Other more objective studies confirm high complication rates
That isn’t the only published study to reveal high numbers of complications.
A Canadian study appeared earlier this year in the online edition of the Annals of Internal Medicine (January 3, 2023) by Ning Liu and Joel G. Ray, two researchers from the University of Toronto. They found even higher complication rates among patients picking up mifepristone prescriptions from pharmacies, similar to the protocol recently authorized here.
Among the 39,856 patients in that study, emergency room visits were reported by 10.3% — at least one out of every ten patients.
Experience with chemical or “medication abortion” in Britain tracks with the higher numbers reported in these studies. Kevin Duffy is a former executive from international family planning giant Marie Stopes. He found that 5.9% of chemical abortion patients who were treated during the United Kingdom’s “Pills by Post” program (where mifepristone was mailed to women’s homes during COVID), experienced complications connected to incomplete abortions or “retained products of conception.”
There is more. Three percent of women there required surgery to deal with incomplete abortions and 2.3% of these patients were treated in Britain’s National Trust hospitals for hemorrhage (Percuity, 10/27/21)
This was while the British government was officially only identifying just one single complication among 23,061 chemical abortion patients between April and June of 2020. (The New Statesman, 12/15/20.)
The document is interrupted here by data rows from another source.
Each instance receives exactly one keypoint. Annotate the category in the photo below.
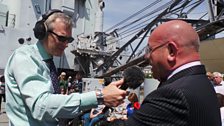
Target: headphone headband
(40, 29)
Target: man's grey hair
(65, 18)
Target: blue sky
(117, 10)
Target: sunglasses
(62, 38)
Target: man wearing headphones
(32, 89)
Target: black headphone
(40, 29)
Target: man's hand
(113, 96)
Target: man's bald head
(177, 31)
(172, 44)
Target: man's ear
(172, 49)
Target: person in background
(221, 105)
(210, 77)
(69, 89)
(218, 82)
(78, 81)
(133, 105)
(63, 83)
(185, 96)
(2, 91)
(32, 91)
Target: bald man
(185, 96)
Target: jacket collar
(194, 70)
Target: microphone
(133, 77)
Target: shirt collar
(43, 52)
(185, 66)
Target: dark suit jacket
(186, 99)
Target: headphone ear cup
(40, 30)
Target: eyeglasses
(62, 38)
(149, 50)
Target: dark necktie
(53, 75)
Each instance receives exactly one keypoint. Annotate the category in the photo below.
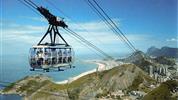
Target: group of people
(50, 56)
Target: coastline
(101, 67)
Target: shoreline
(100, 67)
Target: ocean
(16, 67)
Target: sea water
(16, 67)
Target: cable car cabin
(46, 57)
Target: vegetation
(163, 92)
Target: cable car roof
(48, 46)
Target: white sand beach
(102, 65)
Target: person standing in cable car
(69, 55)
(65, 56)
(59, 56)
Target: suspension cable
(52, 4)
(109, 23)
(87, 42)
(114, 24)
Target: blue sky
(145, 23)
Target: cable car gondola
(46, 56)
(51, 54)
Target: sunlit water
(16, 67)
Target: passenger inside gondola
(47, 56)
(32, 60)
(59, 56)
(39, 57)
(65, 56)
(69, 55)
(54, 55)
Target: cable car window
(65, 56)
(59, 56)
This is consistent with information recently being reported in the newspapers about increased calls to ambulances during this time. These calls jumped during the “Pills by Post” program, increasing by more than 50% in some areas, up at least 25% in others. (“Home abortion pills spark major review demand as emergency call outs double in some areas,” Daily Express [London], April 25, 2023. This can be found at express.co.uk/news/politics/1762710/home-abortion-pills-call-outs-review-demand, accessed 5/10/23.)
FDA label shows higher rates of “adverse reactions”
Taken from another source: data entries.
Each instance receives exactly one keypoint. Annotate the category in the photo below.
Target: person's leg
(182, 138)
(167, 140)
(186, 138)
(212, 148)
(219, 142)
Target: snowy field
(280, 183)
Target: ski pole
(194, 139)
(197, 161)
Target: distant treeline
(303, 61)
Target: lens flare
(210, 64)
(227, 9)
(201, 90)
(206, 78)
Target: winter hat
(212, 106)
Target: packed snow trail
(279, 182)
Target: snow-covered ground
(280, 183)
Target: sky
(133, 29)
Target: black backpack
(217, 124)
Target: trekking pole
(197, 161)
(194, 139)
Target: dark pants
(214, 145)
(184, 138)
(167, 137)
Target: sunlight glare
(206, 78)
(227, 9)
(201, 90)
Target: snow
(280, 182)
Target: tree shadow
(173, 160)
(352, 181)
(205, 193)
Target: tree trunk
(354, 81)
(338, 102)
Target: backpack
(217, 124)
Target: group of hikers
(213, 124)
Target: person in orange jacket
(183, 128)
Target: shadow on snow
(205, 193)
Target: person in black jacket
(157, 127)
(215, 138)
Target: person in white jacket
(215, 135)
Though Harrington was repeating this “less than one percent” myth to the judges in last Wednesday’s court session, the lawyer for the litigants, Alliance for Hippocratic Medicine, was pointing to the FDA’s own admission of a much higher figure on its official label for the abortion drug.
On page 8 of the FDA Mifeprex label (“Mifeprex” is the trade name of the mifepristone pill sold by Danco in the U.S.)., under the “ADVERSE REACTIONS” subhead, there is a chart titled “Table 2: Serious Adverse Reactions Reported in Women Following Administration of Mifepristone (oral) and Misoprostol (buccal) in U.S. and Non-U.S. Clinical Studies.” In that table, the FDA shows that the studies it relied upon found that 2.9-4.6% of women visited the emergency room.
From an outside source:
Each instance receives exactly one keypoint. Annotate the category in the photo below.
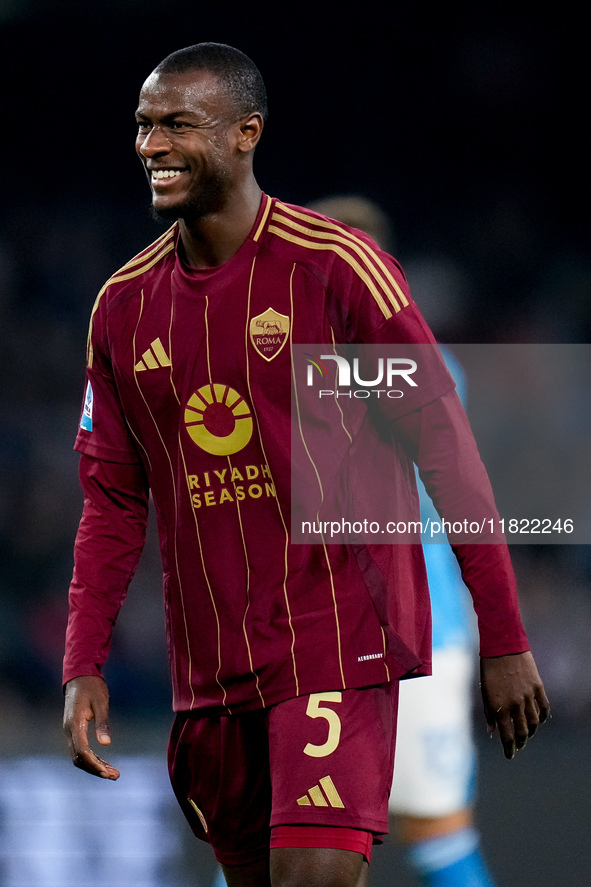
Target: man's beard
(209, 199)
Again, these are only going to be among those women who revealed their attempted chemical abortions to ER staff or researchers. Women today are often advised that they don’t have to make that information known to hospital staff, that they can simply tell them they are experiencing a miscarriage and that doctors won’t be able to tell the difference.
Industry spin versus a much more dangerous reality
The point here is simply that the “less than one percent” complications rate is abortion industry spin, not scientific reality. The real numbers tell us that these abortion pills send a considerable number of women to the emergency room with complications that they (and many of the rest of us) consider quite serious.
And if the current administration gets its way and these start being sold at pharmacies and shipped to women’s homes by overnight mail, the situation is only going to get worse.